Ella calló un instante antes de continuar hablando.

—Cambié el fragmento de cerámica de la taleguilla por un trozo de plato roto. No quería que se lo vendieras a Babio —hizo una pausa, antes de continuar—. Lo siento.

Júpiter intentó mantenerse sereno, pero el pánico le dominaba. Desde que había perdido la potestad de la plancha, el fragmento había sido su única garantía contra Estacado. Si ya no lo tenían...

—¿Dónde está? —preguntó en voz baja, alejándose de Coralina y Janus para que no leyeran la verdad en su rostro.

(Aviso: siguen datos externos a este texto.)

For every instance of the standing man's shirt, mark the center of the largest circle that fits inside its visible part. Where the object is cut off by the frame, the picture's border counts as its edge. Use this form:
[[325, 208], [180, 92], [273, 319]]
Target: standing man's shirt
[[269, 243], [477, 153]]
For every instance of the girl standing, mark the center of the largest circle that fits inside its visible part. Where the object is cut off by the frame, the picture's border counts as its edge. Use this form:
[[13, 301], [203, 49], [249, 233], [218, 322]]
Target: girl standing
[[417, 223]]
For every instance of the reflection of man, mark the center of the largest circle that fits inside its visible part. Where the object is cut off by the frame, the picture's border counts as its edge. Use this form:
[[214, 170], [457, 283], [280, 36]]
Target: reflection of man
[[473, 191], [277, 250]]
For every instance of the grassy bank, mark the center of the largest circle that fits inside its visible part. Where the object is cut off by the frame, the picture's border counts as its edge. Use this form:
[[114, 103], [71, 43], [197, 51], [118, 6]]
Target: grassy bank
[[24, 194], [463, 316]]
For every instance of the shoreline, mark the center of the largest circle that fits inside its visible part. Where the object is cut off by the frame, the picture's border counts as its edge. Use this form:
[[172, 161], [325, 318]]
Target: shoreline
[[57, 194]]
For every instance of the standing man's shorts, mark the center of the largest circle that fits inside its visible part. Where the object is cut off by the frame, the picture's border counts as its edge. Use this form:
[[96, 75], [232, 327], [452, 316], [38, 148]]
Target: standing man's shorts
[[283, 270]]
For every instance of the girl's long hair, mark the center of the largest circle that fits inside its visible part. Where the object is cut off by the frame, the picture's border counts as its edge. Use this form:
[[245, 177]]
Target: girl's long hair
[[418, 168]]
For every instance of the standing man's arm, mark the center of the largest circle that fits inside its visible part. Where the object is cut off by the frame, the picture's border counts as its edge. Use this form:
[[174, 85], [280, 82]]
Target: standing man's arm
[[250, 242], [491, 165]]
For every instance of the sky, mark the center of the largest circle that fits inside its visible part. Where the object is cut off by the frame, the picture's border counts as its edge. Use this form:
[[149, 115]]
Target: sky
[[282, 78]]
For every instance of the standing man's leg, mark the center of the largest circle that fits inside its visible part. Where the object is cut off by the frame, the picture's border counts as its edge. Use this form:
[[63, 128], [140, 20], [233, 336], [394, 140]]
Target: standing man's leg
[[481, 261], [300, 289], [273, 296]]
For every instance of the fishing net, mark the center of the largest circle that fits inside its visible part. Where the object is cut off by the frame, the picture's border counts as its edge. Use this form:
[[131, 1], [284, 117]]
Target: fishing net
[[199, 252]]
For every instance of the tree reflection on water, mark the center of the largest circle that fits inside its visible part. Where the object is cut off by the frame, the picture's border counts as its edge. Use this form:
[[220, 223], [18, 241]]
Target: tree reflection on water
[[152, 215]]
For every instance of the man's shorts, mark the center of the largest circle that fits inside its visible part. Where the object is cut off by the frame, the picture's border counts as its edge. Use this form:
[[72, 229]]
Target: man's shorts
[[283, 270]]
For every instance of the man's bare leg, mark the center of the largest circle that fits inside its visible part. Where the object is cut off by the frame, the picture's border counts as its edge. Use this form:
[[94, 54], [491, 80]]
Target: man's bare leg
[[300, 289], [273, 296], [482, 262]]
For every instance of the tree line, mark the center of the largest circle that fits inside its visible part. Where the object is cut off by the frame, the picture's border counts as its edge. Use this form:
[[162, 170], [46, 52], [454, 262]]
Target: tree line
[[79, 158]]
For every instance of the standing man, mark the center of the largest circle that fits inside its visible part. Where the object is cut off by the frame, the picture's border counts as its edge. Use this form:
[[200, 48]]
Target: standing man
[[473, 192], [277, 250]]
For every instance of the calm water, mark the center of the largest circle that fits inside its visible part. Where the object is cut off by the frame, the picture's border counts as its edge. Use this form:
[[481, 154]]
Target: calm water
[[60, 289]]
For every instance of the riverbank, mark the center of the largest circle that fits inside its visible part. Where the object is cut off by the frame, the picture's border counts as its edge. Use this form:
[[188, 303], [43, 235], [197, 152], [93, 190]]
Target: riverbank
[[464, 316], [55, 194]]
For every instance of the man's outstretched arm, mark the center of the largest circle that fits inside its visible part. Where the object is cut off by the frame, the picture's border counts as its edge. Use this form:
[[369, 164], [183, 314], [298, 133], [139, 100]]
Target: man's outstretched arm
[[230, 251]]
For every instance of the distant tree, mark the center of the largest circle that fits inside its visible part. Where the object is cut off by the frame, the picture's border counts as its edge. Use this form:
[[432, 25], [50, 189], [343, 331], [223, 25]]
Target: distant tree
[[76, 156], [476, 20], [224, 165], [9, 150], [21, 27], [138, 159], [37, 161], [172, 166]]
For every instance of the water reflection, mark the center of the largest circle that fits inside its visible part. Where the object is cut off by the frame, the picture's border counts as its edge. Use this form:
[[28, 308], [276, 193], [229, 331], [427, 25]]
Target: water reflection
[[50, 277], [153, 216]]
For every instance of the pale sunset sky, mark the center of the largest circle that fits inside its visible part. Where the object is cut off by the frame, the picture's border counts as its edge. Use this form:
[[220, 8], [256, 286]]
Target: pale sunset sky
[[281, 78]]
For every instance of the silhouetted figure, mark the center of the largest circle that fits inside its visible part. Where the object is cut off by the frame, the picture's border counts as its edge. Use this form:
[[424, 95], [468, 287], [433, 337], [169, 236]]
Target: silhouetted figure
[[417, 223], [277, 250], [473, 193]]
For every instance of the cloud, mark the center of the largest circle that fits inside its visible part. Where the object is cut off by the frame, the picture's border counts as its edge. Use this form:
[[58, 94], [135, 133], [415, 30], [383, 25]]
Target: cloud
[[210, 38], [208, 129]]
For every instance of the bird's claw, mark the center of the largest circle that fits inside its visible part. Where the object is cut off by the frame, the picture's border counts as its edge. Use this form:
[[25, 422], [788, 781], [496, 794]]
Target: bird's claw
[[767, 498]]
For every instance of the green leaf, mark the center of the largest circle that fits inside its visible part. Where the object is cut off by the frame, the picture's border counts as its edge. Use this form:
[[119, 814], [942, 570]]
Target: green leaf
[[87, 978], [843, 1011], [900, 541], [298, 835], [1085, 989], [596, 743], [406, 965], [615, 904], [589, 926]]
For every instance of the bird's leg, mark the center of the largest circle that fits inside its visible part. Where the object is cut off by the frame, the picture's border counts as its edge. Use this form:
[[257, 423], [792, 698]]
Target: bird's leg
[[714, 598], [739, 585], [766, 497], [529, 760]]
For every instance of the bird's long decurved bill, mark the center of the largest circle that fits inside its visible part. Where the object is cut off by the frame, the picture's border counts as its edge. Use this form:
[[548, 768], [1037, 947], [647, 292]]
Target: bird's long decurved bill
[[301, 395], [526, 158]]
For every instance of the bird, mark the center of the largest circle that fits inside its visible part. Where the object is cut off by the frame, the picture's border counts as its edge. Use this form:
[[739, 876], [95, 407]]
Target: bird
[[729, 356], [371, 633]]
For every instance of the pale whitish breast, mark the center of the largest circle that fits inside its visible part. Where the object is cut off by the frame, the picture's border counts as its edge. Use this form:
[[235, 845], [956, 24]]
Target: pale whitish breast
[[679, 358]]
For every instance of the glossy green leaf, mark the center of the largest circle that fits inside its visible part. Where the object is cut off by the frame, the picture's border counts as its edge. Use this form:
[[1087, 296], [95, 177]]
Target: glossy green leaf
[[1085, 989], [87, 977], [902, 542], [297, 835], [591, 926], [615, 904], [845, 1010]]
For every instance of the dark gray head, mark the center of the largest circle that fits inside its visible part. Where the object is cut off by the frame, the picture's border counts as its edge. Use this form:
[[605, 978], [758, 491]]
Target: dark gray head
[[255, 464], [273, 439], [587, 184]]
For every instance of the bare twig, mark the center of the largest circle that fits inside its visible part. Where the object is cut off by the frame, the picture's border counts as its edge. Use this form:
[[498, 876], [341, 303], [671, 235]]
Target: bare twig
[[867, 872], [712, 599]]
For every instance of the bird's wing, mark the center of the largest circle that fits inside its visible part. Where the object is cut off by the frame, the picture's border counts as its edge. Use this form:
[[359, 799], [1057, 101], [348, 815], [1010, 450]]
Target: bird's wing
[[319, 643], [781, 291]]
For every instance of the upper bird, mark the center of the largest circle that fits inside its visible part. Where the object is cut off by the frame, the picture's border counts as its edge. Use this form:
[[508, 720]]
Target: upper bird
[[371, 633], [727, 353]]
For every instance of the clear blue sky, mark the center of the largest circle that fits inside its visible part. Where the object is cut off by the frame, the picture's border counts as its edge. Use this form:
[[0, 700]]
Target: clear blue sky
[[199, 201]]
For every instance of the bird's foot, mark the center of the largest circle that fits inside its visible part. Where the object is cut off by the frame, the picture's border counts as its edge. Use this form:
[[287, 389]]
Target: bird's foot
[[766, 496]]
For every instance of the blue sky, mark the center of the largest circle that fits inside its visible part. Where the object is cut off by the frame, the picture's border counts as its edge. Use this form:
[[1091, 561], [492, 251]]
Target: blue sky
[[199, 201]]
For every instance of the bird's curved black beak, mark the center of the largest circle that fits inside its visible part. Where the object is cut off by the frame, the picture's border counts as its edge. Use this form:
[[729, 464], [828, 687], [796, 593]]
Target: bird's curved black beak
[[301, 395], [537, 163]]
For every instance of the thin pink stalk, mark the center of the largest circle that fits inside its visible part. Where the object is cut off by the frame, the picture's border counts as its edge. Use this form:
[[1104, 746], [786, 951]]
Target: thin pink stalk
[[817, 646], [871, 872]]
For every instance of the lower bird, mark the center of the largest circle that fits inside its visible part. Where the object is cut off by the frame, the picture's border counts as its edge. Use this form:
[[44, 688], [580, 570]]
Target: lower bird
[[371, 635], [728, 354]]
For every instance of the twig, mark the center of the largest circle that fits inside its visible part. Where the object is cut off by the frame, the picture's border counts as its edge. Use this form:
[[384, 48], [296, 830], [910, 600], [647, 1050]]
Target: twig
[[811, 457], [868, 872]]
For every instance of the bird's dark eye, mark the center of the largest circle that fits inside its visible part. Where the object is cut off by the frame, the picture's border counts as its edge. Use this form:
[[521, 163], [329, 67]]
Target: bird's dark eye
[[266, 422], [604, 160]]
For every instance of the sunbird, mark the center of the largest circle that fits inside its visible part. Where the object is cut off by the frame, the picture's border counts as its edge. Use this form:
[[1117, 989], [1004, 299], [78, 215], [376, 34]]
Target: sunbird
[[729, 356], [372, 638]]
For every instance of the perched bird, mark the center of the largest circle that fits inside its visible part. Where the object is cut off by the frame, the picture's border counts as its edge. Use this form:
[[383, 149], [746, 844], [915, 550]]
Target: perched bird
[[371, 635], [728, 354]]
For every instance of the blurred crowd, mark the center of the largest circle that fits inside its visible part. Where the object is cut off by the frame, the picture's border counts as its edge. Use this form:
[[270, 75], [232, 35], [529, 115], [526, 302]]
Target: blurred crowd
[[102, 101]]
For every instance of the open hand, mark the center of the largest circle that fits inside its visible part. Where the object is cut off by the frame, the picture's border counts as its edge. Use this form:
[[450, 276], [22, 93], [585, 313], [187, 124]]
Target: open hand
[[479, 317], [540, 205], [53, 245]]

—Está aquí conmigo, en el hospital. Lo tenía cuando me... caí de la ventana.

—Escóndelo, y no digas dónde. Puede que la línea esté pinchada —miró a Janus.

—Es improbable, pero no imposible —repuso el religioso.

Júpiter siguió hablando con la Shuvani.

—Es posible que Estacado ya esté enterado, así que es importante que mantengas la calma. Pregúntales a los médicos si pueden trasladarte a otra habitación. ¿Podrás hacerlo?

—Claro.

—De acuerdo —Júpiter evitó la mirada suplicante de Coralina—. Volveremos a ponernos en contacto contigo.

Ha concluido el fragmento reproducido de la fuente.